Amerika Birleşik Devletleri'ndeki trenlerde on yılı aşkın süredir var olan bir güvenlik açığı, siber saldırganların lokomotiflerin frenlerini uzaktan tetiklemesine olanak tanıyor. Bağımsız bir güvenlik araştırmacısı tarafından ortaya çıkarılan bu kritik zafiyet, tren sektörünün yıllardır farkında olduğu ancak yama çalışmalarına yeni başladığı bir sorun olarak öne çıkıyor.
ABD Trenlerindeki Zafiyet İlk Olarak 2012'de Keşfedildi
ABD Siber Güvenlik ve Altyapı Ajansı (CISA), bu güvenlik açığı hakkında kamuoyunu bilgilendirdi. Güvenlik araştırmacısı Neil Smith tarafından 2012 yılında keşfedilen bu açık, trenlerin fren sistemleriyle radyo frekansları aracılığıyla iletişim kurulmasına izin veriyor. Smith'e göre, bu tür bir saldırıyı gerçekleştirebilecek bilgi internette mevcut ve kötü niyetli kişiler, yapay zeka araçlarını kullanarak bu demiryolu araçlarını hedef alabilir.
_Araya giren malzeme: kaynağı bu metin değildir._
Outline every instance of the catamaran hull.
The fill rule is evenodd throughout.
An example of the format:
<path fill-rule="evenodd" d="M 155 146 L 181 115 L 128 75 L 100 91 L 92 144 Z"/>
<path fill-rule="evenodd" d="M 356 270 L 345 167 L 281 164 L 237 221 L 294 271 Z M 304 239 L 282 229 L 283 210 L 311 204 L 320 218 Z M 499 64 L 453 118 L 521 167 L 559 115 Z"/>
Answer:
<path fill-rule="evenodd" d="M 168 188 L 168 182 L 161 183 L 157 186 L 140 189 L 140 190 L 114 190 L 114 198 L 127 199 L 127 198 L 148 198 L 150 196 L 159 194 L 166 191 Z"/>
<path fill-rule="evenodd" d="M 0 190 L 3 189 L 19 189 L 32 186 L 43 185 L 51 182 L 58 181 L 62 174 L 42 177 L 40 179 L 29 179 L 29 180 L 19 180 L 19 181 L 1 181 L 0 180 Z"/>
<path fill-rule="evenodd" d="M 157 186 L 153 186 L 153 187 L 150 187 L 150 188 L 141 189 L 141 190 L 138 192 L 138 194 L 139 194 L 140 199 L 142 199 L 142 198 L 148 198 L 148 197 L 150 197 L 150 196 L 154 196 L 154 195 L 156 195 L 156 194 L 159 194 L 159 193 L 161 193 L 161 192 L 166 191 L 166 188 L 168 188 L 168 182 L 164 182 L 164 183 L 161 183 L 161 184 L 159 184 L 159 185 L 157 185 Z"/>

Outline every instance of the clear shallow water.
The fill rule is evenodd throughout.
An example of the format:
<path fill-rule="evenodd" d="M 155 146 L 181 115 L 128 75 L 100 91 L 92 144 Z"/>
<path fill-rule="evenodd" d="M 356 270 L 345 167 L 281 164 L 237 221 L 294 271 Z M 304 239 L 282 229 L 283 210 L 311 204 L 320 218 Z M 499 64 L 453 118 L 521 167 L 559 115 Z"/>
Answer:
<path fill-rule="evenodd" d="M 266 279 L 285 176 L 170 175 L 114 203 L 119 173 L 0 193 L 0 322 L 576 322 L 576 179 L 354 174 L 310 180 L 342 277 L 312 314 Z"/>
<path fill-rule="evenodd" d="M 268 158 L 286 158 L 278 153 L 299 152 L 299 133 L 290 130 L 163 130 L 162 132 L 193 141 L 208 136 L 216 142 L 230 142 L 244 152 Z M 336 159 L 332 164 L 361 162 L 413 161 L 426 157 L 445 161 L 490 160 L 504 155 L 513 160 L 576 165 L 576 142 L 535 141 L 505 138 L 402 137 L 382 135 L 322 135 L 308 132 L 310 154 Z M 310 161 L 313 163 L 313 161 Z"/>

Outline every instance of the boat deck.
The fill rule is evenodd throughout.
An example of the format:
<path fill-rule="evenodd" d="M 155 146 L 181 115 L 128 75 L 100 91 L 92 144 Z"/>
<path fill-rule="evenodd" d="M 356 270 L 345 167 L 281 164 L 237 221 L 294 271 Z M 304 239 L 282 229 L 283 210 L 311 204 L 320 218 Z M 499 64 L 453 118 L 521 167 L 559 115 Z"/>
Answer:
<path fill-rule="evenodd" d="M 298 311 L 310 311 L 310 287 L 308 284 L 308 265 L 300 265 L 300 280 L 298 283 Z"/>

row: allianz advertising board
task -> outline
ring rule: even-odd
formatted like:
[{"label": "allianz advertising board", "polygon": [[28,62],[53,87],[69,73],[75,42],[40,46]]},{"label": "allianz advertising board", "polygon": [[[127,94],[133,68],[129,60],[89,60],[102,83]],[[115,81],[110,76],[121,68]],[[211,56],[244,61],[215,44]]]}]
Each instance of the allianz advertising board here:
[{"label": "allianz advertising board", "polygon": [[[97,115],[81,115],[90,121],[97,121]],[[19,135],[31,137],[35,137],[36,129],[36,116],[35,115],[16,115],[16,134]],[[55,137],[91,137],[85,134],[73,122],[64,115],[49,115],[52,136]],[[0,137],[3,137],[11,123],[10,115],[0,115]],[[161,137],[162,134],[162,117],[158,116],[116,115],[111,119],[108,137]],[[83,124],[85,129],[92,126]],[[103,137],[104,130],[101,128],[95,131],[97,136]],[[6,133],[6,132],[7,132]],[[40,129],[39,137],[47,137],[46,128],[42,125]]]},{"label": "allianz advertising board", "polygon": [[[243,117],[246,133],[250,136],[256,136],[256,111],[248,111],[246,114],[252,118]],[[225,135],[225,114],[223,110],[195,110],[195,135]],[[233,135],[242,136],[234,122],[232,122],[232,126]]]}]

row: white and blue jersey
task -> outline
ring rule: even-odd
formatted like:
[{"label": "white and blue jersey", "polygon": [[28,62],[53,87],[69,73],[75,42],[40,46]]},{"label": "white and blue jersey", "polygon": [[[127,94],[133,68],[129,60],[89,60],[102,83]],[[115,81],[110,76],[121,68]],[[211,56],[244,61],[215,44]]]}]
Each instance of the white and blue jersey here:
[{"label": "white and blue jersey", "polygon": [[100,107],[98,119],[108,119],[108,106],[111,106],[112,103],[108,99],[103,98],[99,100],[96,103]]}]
Smith, bu zafiyeti oldukça geniş bir mesafeden kullanabilen bir hacker'ı tanıdığını iddia ediyor. Araştırmacı, düşük güçlü bir cihazla bile birkaç yüz metre mesafeden bir treni durdurmanın mümkün olduğunu, ancak yeterli güçle bu mesafenin yaklaşık 240 kilometreye kadar çıkabileceğini belirtiyor. Ancak Smith, bu kadar büyük bir mesafeden saldırı yapmanın, değerli bir şeyi çalma amacıyla trenleri durdurmak isteyen saldırganlar için verimli bir yöntem olmayacağını da ekliyor.
Smith ayrıca, Amerikan Demiryolları Birliği'ni (AAR) sorun hakkında bilgilendirdiğinde, durum gerçek hayatta gösterilene kadar bunu kabul etmediklerini belirtiyor. Yetkililerin herhangi bir test yapılmasına da izin vermediği ifade ediliyor. CISA'nın Siber Güvenlikten Sorumlu Başkan Yardımcısı Chris Butera, bu zafiyetin 'demiryolu sektörü paydaşları tarafından on yılı aşkın bir süredir anlaşıldığını ve izlendiğini' ve yetkililerin bu sorunu hafifletmek için stratejiler geliştirmek üzere ortaklarla çalıştığını bildirdi.
Smith'e göre, CISA'nın güvencelerine rağmen sorunun çözülmesi yıllar alabilir. Araştırmacı, AAR'nin duruma yaklaşımı nedeniyle çok zaman gerektiğini, demiryolu sektörünün siber güvenliği sigorta şirketlerinin talep edildiğinde kapsamı geciktirmesi ve reddetmesiyle aynı şekilde ele aldığını savunuyor.